Upon graduating from YO!, Piniella performed in a number of Castillo Theatre productions and launched his professional career in both screen and stage. In addition to several Off-Broadway credits, including The Toilet at the New Federal Theatre, The Death of the Last Black Man at the Signature Theatre and The Space Between the Letters at The Public, he has received the Fox Foundation Resident Actor Fellowship from Theatre Communications Group and the Thomas Barbour Playwrights Award.

Photograph of a stage production, 3 men in army green, a young asian looking girl in a orange blouse, and a younger looking girl behind her
Reynaldo Piniella (front, left) in the Castillo Theatre’s production of
Coming of Age in Korea, in 2009.
Photo credit: Diane Stiles

When the COVID-19 pandemic shut down theater in New York City, Piniella accepted an offer from ASP to come back to YO! as a teacher in the virtual space, which allows him to work with kids from around the country. He is delighted by their “flexibility, preparation, readiness to play and willingness to push me to grow as a teacher,” and is not surprised. “The ASP and YO! are all about development, about failing in the pursuit of growth, about going outside your comfort zone and stretching in ways you don’t think are possible.”

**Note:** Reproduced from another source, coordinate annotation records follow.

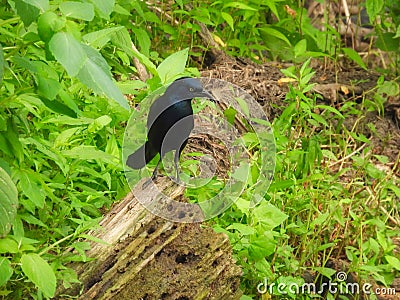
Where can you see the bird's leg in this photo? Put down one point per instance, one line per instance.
(155, 172)
(153, 176)
(176, 161)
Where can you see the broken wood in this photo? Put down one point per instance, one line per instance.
(147, 257)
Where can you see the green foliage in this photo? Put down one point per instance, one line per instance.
(63, 115)
(8, 202)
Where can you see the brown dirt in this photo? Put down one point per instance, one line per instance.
(263, 83)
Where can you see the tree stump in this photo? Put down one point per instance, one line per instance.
(148, 257)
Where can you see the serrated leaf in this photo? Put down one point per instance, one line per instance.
(143, 40)
(85, 152)
(2, 64)
(228, 19)
(43, 5)
(8, 245)
(32, 189)
(244, 229)
(275, 33)
(374, 7)
(48, 87)
(393, 261)
(239, 5)
(27, 12)
(173, 65)
(269, 215)
(95, 56)
(68, 52)
(77, 10)
(40, 273)
(354, 56)
(94, 76)
(8, 202)
(97, 39)
(99, 123)
(5, 270)
(262, 246)
(300, 48)
(103, 8)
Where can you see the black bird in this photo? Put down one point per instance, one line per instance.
(169, 123)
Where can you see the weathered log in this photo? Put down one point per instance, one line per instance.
(148, 257)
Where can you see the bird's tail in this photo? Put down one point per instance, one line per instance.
(141, 156)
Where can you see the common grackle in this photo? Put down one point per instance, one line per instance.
(169, 123)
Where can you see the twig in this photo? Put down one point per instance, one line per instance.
(348, 156)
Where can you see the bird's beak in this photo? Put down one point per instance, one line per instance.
(206, 94)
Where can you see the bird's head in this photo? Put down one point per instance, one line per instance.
(189, 88)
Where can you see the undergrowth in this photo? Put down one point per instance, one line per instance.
(63, 116)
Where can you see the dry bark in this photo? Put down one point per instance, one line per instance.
(148, 257)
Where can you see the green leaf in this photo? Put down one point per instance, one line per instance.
(99, 123)
(77, 10)
(40, 273)
(8, 202)
(354, 56)
(97, 39)
(43, 5)
(8, 245)
(2, 64)
(244, 229)
(143, 40)
(228, 19)
(48, 87)
(269, 215)
(32, 188)
(5, 270)
(393, 262)
(85, 152)
(262, 246)
(272, 7)
(27, 12)
(300, 48)
(68, 52)
(275, 33)
(239, 5)
(173, 65)
(94, 75)
(374, 7)
(103, 7)
(59, 107)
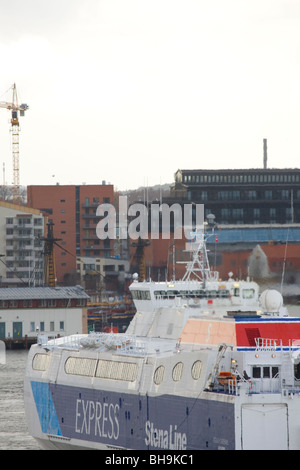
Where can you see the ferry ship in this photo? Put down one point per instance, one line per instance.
(204, 364)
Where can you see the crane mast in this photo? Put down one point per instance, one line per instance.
(14, 107)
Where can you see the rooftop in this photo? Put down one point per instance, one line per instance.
(32, 293)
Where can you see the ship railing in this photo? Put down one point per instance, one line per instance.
(267, 344)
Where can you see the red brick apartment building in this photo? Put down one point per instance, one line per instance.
(73, 212)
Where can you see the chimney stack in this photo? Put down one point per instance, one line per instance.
(265, 154)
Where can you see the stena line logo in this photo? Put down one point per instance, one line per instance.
(165, 438)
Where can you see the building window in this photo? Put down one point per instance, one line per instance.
(268, 195)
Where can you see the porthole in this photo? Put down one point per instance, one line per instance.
(159, 375)
(196, 370)
(41, 362)
(177, 371)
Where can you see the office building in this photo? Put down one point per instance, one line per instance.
(247, 196)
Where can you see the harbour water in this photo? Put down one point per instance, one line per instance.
(13, 428)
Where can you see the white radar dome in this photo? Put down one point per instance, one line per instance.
(271, 300)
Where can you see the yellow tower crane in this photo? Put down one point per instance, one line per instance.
(14, 107)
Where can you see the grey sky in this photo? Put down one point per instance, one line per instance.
(130, 91)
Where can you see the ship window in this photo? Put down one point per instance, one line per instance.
(248, 293)
(196, 370)
(102, 369)
(177, 371)
(159, 375)
(41, 362)
(80, 366)
(117, 370)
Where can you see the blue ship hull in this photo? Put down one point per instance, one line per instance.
(131, 421)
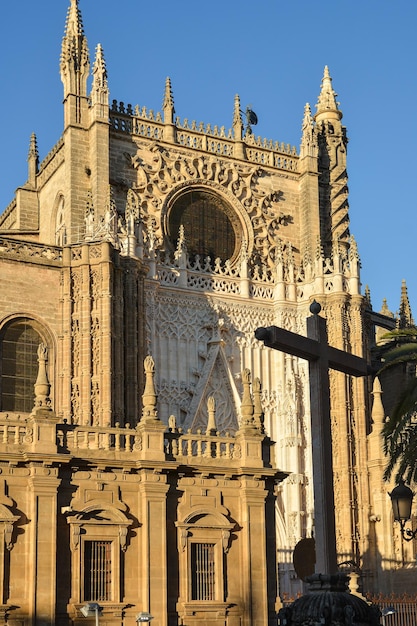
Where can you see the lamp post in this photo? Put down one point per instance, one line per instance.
(91, 609)
(144, 617)
(388, 610)
(402, 500)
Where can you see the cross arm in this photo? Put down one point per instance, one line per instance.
(311, 350)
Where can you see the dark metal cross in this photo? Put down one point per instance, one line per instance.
(316, 350)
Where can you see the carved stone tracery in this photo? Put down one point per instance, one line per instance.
(162, 175)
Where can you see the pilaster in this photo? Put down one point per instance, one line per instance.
(153, 583)
(41, 579)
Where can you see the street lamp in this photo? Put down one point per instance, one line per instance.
(401, 500)
(91, 609)
(144, 617)
(388, 610)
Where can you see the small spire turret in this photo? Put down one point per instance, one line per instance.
(308, 140)
(33, 160)
(327, 107)
(100, 88)
(75, 63)
(237, 119)
(405, 317)
(168, 103)
(385, 309)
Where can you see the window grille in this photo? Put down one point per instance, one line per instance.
(19, 367)
(202, 571)
(97, 570)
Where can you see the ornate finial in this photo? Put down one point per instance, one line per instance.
(181, 244)
(168, 103)
(327, 99)
(353, 249)
(378, 413)
(75, 62)
(237, 119)
(33, 148)
(247, 404)
(42, 385)
(100, 89)
(385, 309)
(405, 318)
(89, 217)
(257, 405)
(211, 422)
(308, 139)
(149, 397)
(33, 159)
(315, 307)
(368, 296)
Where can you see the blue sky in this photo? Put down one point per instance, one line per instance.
(272, 53)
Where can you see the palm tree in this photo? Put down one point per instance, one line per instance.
(400, 430)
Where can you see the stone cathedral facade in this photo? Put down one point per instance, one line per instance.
(154, 455)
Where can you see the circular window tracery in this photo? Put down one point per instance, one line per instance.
(211, 227)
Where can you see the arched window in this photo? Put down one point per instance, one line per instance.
(210, 225)
(19, 366)
(60, 228)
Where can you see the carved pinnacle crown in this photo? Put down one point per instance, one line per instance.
(326, 103)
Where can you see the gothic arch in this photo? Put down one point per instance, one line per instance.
(232, 208)
(60, 234)
(31, 331)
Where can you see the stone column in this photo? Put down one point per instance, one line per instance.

Piniella reflected on the experience of teaching and building a program similar to the one from which he graduated. “Now, I see myself as an activist and educator as much as an artist. The values that I learned at the All Stars Project have everything to do with uplifting young people that look like me, engaging poverty, and working to create a better world. During this time of righteous protest and ‘Black Lives Matter,’ we all need to find ways to open doors for young people across this country. I am proud to do this as a theatre artist and a community builder.”